Me and my OH are looking into primates and just wandering which ones are not no the dwa list. it's something we may consider in a year or two so just want to look into which species we like


----------



## Talk To The Animals (Jan 10, 2008)

From The Sun, earlier this year, it is possible to own marmoset, tamarin and squirrel monkey without a licence.

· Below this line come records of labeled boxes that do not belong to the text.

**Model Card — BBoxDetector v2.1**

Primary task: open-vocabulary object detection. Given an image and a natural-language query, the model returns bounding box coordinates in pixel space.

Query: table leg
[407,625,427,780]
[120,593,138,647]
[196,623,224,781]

This may or may not be accurate!!


----------



## stubeanz (Mar 28, 2007)

yup all marmoset species, all tamarin species, squirrel monkeys and woolly lemurs and gentle lemurs (although good luck finding them lol)
stu


----------



## ryanr1987 (Mar 7, 2009)

thanks  i take it they come at a very high price?


----------



## noble1 (Jul 10, 2008)

atleast 3000 for a pair of geoffreys marmosets and i think the other one is a cotton cheeked maybe rong though


----------



## naja-naja (Aug 26, 2009)

the 'beginner' one would be the common marmoset, the other common ones are the geffreys and pencillatas, tamarins are the cotton-topped and a few others.


----------



## ryanr1987 (Mar 7, 2009)

naja-naja said:


> the 'beginner' one would be the common marmoset, the other common ones are the geffreys and pencillatas, tamarins are the cotton-topped and a few others.


 i have really taken a liken to the squirrel monkey what are they like for beginners? going to do as much research as possible


----------



## Spuddy (Aug 24, 2009)

ryanr1987 said:


> i have really taken a liken to the squirrel monkey what are they like for beginners? going to do as much research as possible


 
squirrel monkeys are awesome.

although if i could have any, id get a capuchin. before i knew its name ages ago i used to refer to it as the "jim carrey monkey" lmao, from the Ace Ventura movies.


----------



## ryanr1987 (Mar 7, 2009)

Spuddy said:


> squirrel monkeys are awesome.
> 
> although if i could have any, id get a capuchin. before i knew its name ages ago i used to refer to it as the "jim carrey monkey" lmao, from the Ace Ventura movies.


 there really awsome aswell i always though they needed a license


----------



## stubeanz (Mar 28, 2007)

Spuddy said:


> squirrel monkeys are awesome.
> 
> although if i could have any, id get a capuchin. before i knew its name ages ago i used to refer to it as the "jim carrey monkey" lmao, from the Ace Ventura movies.


 not if you want a face at the end of the day lol
yup primates are pretty expensive but the price is nothing to what they will cost to make the set-up and diet etc.
i was refering to gentle and wooly lemurs being hard to find as ive never seen any for sale although thats not to say any are in the uk but if they were id guess they would be considerably more than squirrel monkeys which are relatively easy to come by and go for £6000+ a pair:gasp:
stu


----------